Dangers and annoyances
Cold fronts with high winds move in fast and even though the black wall of cloud looks like it will take an hour to get to you, it can be upon you in minutes! Talk with local pilots and tune in to the shared radio frequency for updates. In summer, the big mountains dump their katabatic winds from around 3-4pm making for gusty winds in the official landing. Land 5km further away from the ridge and be prepared for a post-flight hike. The local tandem pilots are very helpful and safety is a priority, so expect them to take a well-meaning interest in your skill level and heed their advice.

Guides and courses
FlyinArg.com run trips seasonally during the summer, November onwards.

There’s a pilot hostel in town with dorms. For more privacy, Fly in Arg rent rooms in their large house a little way out of town, bundled in with a shuttle service and local flying advice.

Take the family and rainy days
Mountain biking, river swimming, sunbathing, barbecue, beer, golf, horse riding, skydiving and microlighting.

Windguru and XCSkies work well enough, but don’t expect the same accuracy as in Europe or North America. The best sources are the local tandem pilots.

Getting there
La Cumbre is a 90-min drive from Córdoba city. You can get to Córdoba direct from Spain on Air Europe, or via Buenos Aires. If independent hire a car, because public transport will suck up hours of your life in Argentina.

Other places to hang with condors
Mina Clavero
: 10km from La Cumbre and site of a PWC in 2014. Launch is at 1,500m and landing is 1,200m. The site is set on a long ridge, so distances are relatively easy to make: choose flatlands or mountains rising to 2,800m. There are two nesting areas for condors nearby. One is 1km north with about 60 condors. The other is 15km behind, in a national park that supports the biggest community in South America. It’s home to 400 condors.

Puesto Pedernera: While the Mina Clavero take-off looks to the west, Puesto Pedernera is on the same spine looking to the east. The take-off is nicely contoured and gives easy soaring while you look for that first climb. Let the condors guide you south to La Cumbrecita, a village founded by German settlers that looks unmistakably alpine.

Merlo: The picturesque village of Merlo is in the neighbouring province of San Luis. It has the highest take-off in Argentina at 2,100m but there are four official launches at different altitudes up the side of the mountain. You can reach them all by car. The highest one is next to a tourist viewpoint and restaurant. The sky here is full of condors, and tandem pilots.

Famatina: 400km north of Cuchi Corral, Famatina in La Rioja province is a tiny village high in the desert mountains. Take-off is over a big valley venturi point, so there’s always a breeze, and by midday it can get blown out.
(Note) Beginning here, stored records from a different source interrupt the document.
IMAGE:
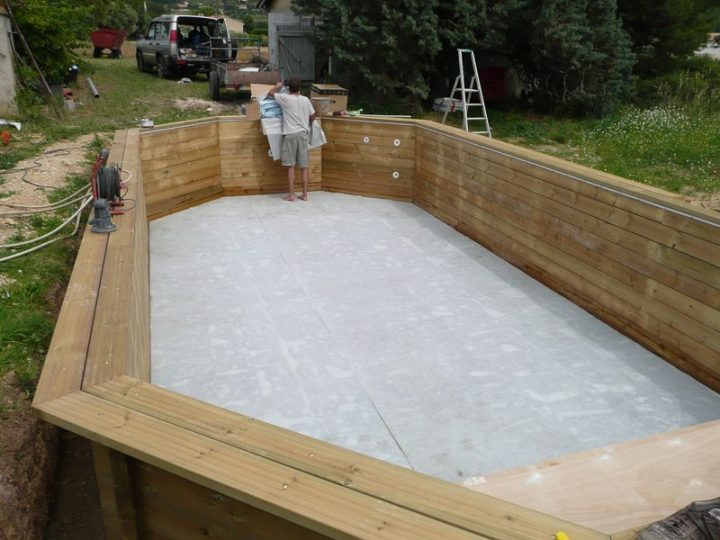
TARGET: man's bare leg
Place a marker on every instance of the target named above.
(306, 176)
(291, 184)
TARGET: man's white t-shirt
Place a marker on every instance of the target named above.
(296, 112)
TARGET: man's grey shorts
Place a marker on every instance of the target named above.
(295, 150)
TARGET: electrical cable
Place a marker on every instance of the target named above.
(132, 207)
(43, 206)
(126, 171)
(108, 181)
(46, 209)
(46, 235)
(38, 164)
(78, 213)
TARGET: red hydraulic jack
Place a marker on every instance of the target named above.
(106, 184)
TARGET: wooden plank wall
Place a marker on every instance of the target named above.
(362, 155)
(247, 169)
(180, 165)
(137, 363)
(171, 507)
(649, 271)
(120, 340)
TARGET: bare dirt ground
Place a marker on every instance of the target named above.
(46, 490)
(28, 447)
(31, 180)
(28, 450)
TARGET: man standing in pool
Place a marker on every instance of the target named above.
(298, 114)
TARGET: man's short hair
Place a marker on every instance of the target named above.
(294, 85)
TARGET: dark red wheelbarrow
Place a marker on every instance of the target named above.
(107, 38)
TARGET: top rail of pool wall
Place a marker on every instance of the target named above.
(168, 466)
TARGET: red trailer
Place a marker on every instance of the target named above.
(108, 38)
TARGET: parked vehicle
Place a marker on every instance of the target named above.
(240, 75)
(183, 44)
(108, 38)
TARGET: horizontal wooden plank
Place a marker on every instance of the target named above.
(429, 496)
(618, 487)
(546, 216)
(405, 143)
(299, 497)
(552, 246)
(366, 172)
(373, 190)
(161, 156)
(659, 232)
(361, 193)
(582, 260)
(406, 152)
(65, 361)
(180, 172)
(159, 138)
(265, 189)
(669, 209)
(582, 212)
(172, 507)
(520, 248)
(189, 188)
(167, 206)
(374, 159)
(393, 129)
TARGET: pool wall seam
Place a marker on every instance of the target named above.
(128, 352)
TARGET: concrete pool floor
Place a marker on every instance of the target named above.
(372, 325)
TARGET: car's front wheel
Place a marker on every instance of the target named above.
(162, 68)
(214, 81)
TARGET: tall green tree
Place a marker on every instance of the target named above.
(53, 30)
(666, 32)
(575, 56)
(572, 54)
(386, 45)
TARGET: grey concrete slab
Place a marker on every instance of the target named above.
(372, 325)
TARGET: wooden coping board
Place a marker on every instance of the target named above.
(314, 484)
(616, 488)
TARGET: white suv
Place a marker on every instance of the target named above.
(183, 44)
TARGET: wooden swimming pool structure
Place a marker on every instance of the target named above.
(170, 466)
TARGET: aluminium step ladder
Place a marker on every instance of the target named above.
(463, 95)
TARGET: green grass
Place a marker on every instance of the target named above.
(665, 146)
(32, 286)
(672, 145)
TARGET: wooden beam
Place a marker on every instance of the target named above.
(116, 493)
(431, 497)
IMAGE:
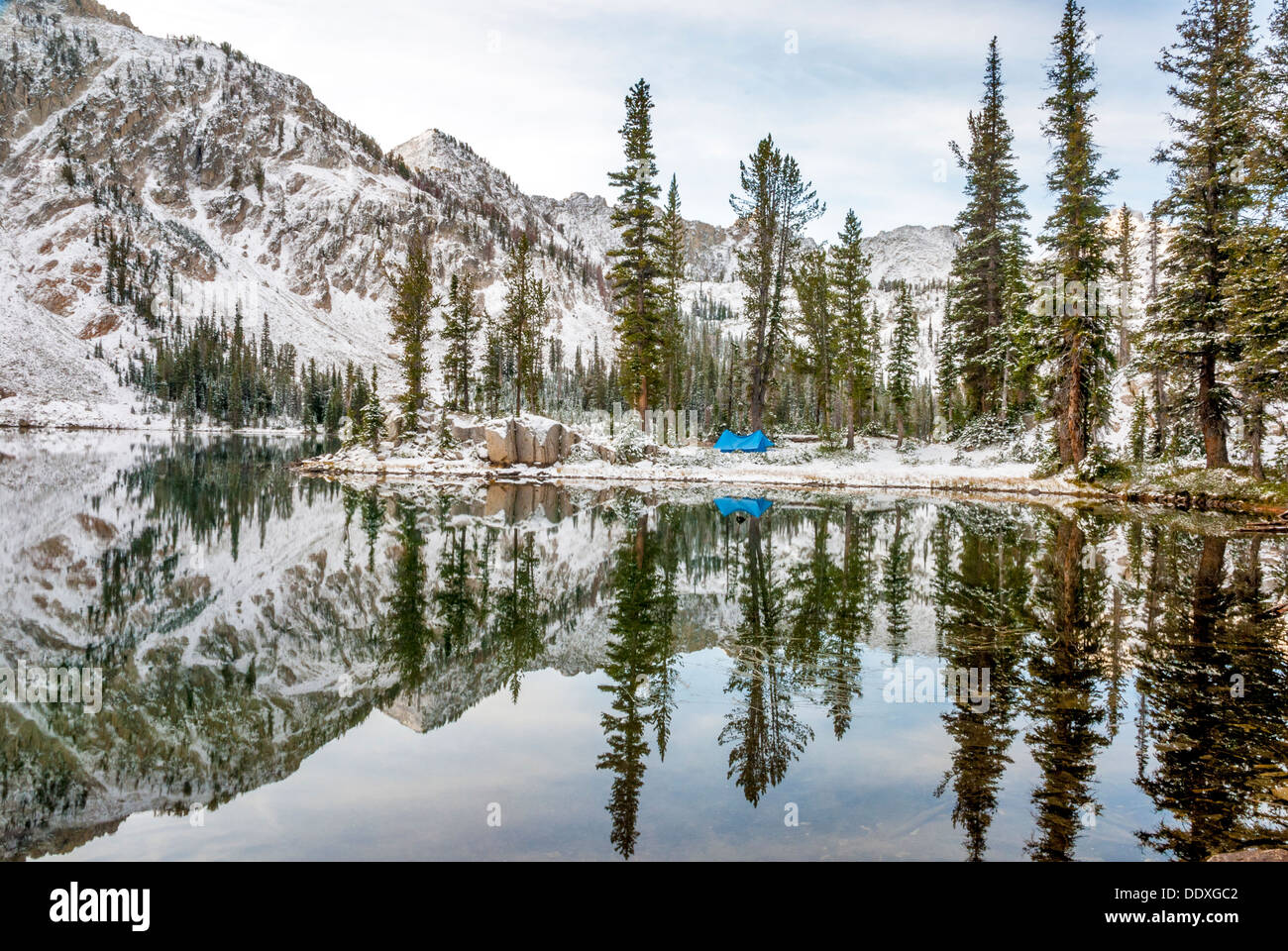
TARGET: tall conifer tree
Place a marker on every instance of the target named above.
(635, 273)
(1214, 72)
(1081, 343)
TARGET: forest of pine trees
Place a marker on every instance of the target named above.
(1031, 330)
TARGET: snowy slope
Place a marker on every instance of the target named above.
(228, 184)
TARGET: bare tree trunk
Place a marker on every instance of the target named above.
(1210, 416)
(1256, 431)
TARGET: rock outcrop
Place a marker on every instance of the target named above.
(528, 441)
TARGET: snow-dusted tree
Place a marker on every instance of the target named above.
(1214, 79)
(671, 247)
(373, 415)
(1080, 334)
(1138, 428)
(635, 274)
(1126, 278)
(412, 311)
(902, 370)
(990, 300)
(848, 265)
(816, 338)
(523, 322)
(1258, 276)
(462, 324)
(777, 204)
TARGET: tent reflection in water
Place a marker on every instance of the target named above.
(730, 442)
(742, 508)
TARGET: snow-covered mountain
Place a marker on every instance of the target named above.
(155, 162)
(176, 175)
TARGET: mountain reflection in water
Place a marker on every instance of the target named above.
(704, 680)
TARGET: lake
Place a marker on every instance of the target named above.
(292, 668)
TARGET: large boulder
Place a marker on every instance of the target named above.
(528, 441)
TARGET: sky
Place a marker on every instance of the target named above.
(864, 94)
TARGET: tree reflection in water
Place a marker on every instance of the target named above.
(1100, 629)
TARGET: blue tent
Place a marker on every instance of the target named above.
(752, 506)
(732, 442)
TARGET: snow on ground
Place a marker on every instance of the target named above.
(874, 464)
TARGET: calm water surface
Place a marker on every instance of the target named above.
(295, 669)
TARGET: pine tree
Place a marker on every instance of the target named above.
(903, 360)
(1138, 428)
(1258, 274)
(523, 324)
(635, 274)
(462, 324)
(411, 313)
(1212, 73)
(1126, 278)
(947, 361)
(374, 416)
(673, 240)
(777, 204)
(815, 331)
(990, 307)
(850, 286)
(1076, 238)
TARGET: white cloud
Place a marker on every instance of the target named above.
(867, 103)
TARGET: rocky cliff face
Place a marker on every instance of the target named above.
(143, 175)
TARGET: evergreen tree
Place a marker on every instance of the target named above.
(850, 286)
(462, 322)
(1076, 238)
(412, 311)
(1214, 72)
(777, 204)
(990, 309)
(523, 324)
(1126, 278)
(903, 360)
(1260, 265)
(635, 274)
(816, 337)
(1138, 428)
(374, 416)
(673, 240)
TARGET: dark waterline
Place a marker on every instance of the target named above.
(303, 671)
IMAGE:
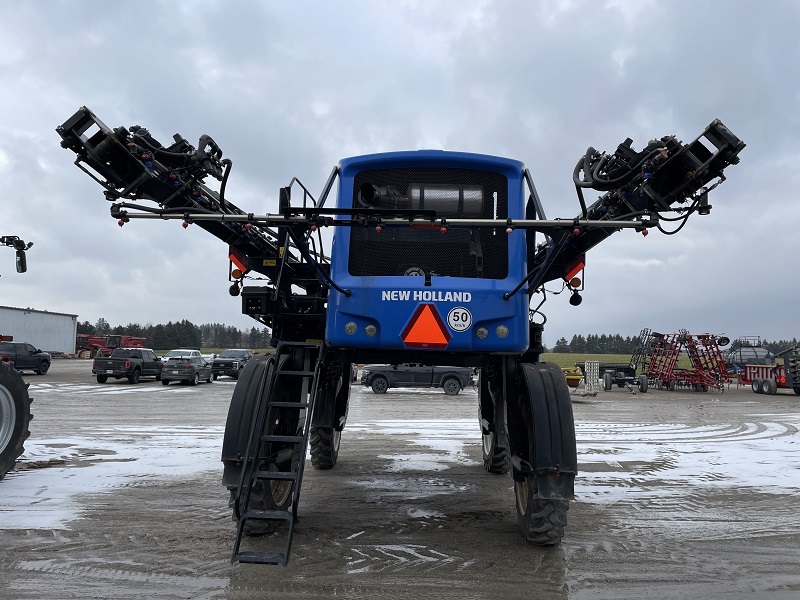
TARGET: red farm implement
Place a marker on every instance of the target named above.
(768, 379)
(707, 363)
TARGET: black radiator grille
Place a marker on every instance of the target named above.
(476, 253)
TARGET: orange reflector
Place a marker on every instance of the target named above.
(426, 329)
(237, 258)
(574, 270)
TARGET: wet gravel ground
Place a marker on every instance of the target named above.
(681, 495)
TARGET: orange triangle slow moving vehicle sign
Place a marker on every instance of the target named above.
(426, 329)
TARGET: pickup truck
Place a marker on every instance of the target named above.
(230, 362)
(25, 357)
(382, 377)
(132, 363)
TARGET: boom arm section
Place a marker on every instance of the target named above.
(638, 187)
(131, 164)
(666, 175)
(20, 246)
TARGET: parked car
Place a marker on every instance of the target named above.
(180, 352)
(25, 357)
(382, 377)
(186, 369)
(231, 362)
(132, 363)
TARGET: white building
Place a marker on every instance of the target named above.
(49, 331)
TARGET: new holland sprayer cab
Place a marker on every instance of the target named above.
(436, 258)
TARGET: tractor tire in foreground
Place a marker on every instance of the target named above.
(272, 456)
(15, 415)
(541, 520)
(544, 410)
(324, 443)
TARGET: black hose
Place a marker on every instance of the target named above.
(228, 163)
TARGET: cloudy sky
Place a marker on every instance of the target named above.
(289, 88)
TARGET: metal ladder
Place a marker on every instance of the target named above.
(255, 465)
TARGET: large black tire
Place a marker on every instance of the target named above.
(495, 458)
(541, 520)
(380, 385)
(274, 456)
(324, 443)
(451, 386)
(491, 417)
(15, 414)
(330, 413)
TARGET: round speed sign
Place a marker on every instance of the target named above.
(459, 319)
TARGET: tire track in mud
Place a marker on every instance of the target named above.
(678, 433)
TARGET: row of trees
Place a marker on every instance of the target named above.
(616, 344)
(597, 344)
(184, 334)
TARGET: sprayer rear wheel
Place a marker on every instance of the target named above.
(15, 415)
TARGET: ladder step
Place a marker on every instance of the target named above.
(268, 515)
(288, 404)
(297, 373)
(273, 475)
(261, 558)
(291, 439)
(301, 345)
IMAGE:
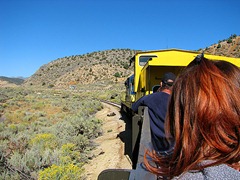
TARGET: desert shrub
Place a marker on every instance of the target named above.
(44, 141)
(62, 172)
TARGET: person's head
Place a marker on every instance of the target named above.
(203, 118)
(167, 81)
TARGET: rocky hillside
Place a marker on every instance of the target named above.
(227, 47)
(106, 66)
(109, 65)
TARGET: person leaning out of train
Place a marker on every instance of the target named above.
(157, 106)
(204, 120)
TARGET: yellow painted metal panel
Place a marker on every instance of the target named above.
(168, 58)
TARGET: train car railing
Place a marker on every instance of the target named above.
(144, 135)
(145, 143)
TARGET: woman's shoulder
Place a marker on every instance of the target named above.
(214, 172)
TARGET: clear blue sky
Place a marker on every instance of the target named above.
(36, 32)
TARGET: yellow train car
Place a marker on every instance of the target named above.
(149, 67)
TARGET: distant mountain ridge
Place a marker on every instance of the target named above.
(109, 65)
(106, 66)
(8, 80)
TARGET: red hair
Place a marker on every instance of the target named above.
(203, 118)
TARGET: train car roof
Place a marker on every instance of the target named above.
(178, 57)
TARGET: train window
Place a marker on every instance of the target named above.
(155, 88)
(144, 59)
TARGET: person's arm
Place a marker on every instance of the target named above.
(138, 103)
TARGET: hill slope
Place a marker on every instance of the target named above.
(84, 69)
(10, 82)
(105, 66)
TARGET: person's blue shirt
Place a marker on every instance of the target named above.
(157, 104)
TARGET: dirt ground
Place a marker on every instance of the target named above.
(109, 153)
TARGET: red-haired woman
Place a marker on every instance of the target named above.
(204, 120)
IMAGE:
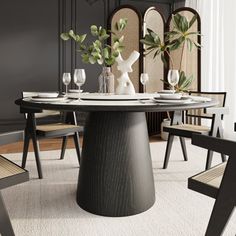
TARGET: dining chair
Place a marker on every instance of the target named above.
(10, 174)
(54, 129)
(217, 182)
(193, 124)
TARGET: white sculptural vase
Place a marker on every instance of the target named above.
(125, 86)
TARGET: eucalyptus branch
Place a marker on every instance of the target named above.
(182, 54)
(171, 60)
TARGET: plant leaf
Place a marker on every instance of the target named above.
(65, 36)
(194, 18)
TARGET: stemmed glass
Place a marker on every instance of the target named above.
(66, 78)
(173, 78)
(144, 78)
(79, 78)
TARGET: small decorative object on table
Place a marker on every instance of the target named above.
(79, 78)
(66, 78)
(125, 85)
(100, 52)
(106, 81)
(144, 78)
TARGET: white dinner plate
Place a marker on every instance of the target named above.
(171, 96)
(165, 91)
(45, 99)
(75, 91)
(174, 101)
(112, 97)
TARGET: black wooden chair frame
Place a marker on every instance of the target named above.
(31, 132)
(226, 194)
(216, 130)
(6, 228)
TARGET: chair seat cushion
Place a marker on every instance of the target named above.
(186, 130)
(57, 129)
(208, 182)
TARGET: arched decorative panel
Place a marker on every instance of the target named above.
(132, 34)
(153, 20)
(191, 63)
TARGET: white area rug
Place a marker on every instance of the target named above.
(48, 206)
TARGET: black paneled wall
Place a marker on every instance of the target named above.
(33, 57)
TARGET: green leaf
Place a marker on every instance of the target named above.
(94, 30)
(121, 39)
(72, 34)
(106, 53)
(164, 60)
(65, 36)
(120, 48)
(100, 61)
(180, 22)
(92, 60)
(115, 54)
(194, 18)
(85, 58)
(116, 45)
(189, 44)
(83, 37)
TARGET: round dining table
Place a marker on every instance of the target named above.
(115, 176)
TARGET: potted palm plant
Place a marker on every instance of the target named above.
(177, 38)
(99, 52)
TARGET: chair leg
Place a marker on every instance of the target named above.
(63, 147)
(219, 217)
(220, 135)
(37, 157)
(77, 145)
(5, 222)
(209, 159)
(25, 149)
(183, 146)
(168, 149)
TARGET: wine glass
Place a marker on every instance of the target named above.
(144, 78)
(173, 78)
(79, 78)
(66, 78)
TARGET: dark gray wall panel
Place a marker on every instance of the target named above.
(29, 50)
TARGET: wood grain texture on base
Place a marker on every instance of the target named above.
(116, 176)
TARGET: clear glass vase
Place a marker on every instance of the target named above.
(106, 81)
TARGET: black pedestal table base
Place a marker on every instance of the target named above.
(116, 177)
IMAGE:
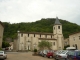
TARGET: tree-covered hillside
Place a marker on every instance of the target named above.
(43, 25)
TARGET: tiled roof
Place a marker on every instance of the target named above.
(37, 33)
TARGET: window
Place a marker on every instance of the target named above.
(74, 38)
(28, 35)
(53, 43)
(79, 37)
(22, 35)
(58, 27)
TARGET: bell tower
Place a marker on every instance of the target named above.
(57, 28)
(58, 35)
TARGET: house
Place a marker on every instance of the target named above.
(30, 40)
(74, 40)
(1, 33)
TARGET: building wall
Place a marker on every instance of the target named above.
(75, 40)
(1, 34)
(30, 41)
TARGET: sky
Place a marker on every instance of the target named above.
(16, 11)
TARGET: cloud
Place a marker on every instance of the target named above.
(15, 11)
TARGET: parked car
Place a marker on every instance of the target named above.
(62, 55)
(3, 55)
(73, 55)
(50, 54)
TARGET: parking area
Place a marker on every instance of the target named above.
(25, 56)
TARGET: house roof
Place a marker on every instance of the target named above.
(57, 22)
(1, 23)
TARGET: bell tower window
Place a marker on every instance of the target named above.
(58, 27)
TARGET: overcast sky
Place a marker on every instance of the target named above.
(16, 11)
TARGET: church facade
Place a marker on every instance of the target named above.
(30, 40)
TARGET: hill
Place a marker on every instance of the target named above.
(43, 25)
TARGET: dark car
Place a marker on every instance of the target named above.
(73, 55)
(50, 54)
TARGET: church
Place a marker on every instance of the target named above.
(30, 40)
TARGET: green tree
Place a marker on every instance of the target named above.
(44, 44)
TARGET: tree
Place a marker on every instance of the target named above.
(44, 45)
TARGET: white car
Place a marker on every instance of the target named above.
(3, 55)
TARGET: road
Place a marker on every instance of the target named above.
(24, 56)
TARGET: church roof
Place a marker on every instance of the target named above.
(57, 22)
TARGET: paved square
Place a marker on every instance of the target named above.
(25, 56)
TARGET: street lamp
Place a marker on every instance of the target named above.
(28, 45)
(18, 42)
(34, 45)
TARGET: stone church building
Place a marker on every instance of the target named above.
(30, 40)
(1, 33)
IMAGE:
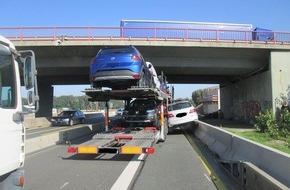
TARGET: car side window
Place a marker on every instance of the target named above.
(7, 82)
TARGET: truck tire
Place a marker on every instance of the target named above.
(142, 82)
(71, 122)
(163, 136)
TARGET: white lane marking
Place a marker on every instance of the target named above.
(208, 178)
(127, 175)
(65, 184)
(42, 131)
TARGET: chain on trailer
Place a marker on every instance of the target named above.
(124, 140)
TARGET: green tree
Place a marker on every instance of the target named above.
(197, 96)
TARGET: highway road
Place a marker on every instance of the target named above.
(174, 165)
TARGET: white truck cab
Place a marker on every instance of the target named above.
(13, 66)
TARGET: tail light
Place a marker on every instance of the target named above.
(93, 60)
(192, 111)
(136, 58)
(71, 150)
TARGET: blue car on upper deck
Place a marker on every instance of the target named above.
(119, 68)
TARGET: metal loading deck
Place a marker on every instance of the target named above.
(120, 140)
(133, 92)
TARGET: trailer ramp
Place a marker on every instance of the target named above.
(119, 140)
(106, 94)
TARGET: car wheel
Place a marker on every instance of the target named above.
(142, 82)
(163, 137)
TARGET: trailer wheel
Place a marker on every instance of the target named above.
(142, 82)
(71, 122)
(164, 132)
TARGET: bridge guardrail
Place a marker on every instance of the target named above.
(232, 148)
(138, 34)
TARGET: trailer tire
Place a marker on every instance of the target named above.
(163, 136)
(142, 80)
(71, 122)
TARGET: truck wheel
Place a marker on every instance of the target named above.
(142, 82)
(163, 136)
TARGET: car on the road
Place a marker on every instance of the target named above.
(119, 112)
(119, 68)
(142, 112)
(68, 117)
(180, 114)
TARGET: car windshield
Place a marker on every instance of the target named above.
(64, 113)
(142, 104)
(116, 50)
(179, 106)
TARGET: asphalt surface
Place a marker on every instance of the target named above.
(174, 165)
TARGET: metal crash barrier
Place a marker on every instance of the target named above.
(255, 165)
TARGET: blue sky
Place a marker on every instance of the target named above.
(270, 14)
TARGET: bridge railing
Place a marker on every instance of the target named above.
(138, 34)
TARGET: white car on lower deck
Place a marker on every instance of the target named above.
(180, 114)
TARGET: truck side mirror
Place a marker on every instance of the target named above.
(28, 73)
(30, 98)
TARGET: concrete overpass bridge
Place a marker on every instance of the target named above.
(252, 74)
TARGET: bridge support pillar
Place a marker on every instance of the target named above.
(280, 70)
(45, 100)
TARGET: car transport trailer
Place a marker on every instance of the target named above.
(126, 139)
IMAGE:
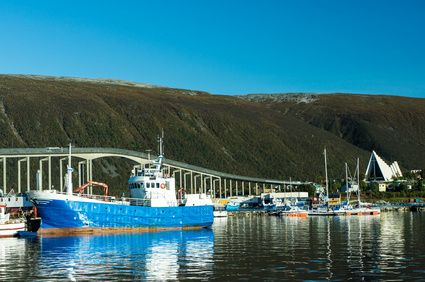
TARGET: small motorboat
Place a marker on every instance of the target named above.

Along the base of this ridge, 700m below, is the Pan-American highway (easy retrieves). You can fly twice a day: thermals from 10am; restitution in the evening. In a full moon pilots fly after sunset and land by the light of car headlights. As if that’s not magical enough, the birds fly late into the evening too.

Sick of condors? Thirty minutes from Córdoba city is the biggest paragliding school in Argentina, Escuela Voler. Their site is flyable most days of the year and even though it’s only 70m from top to bottom you can fly 80km back to Cuchi Corral from here. You won’t see any condors until you get away from Córdoba.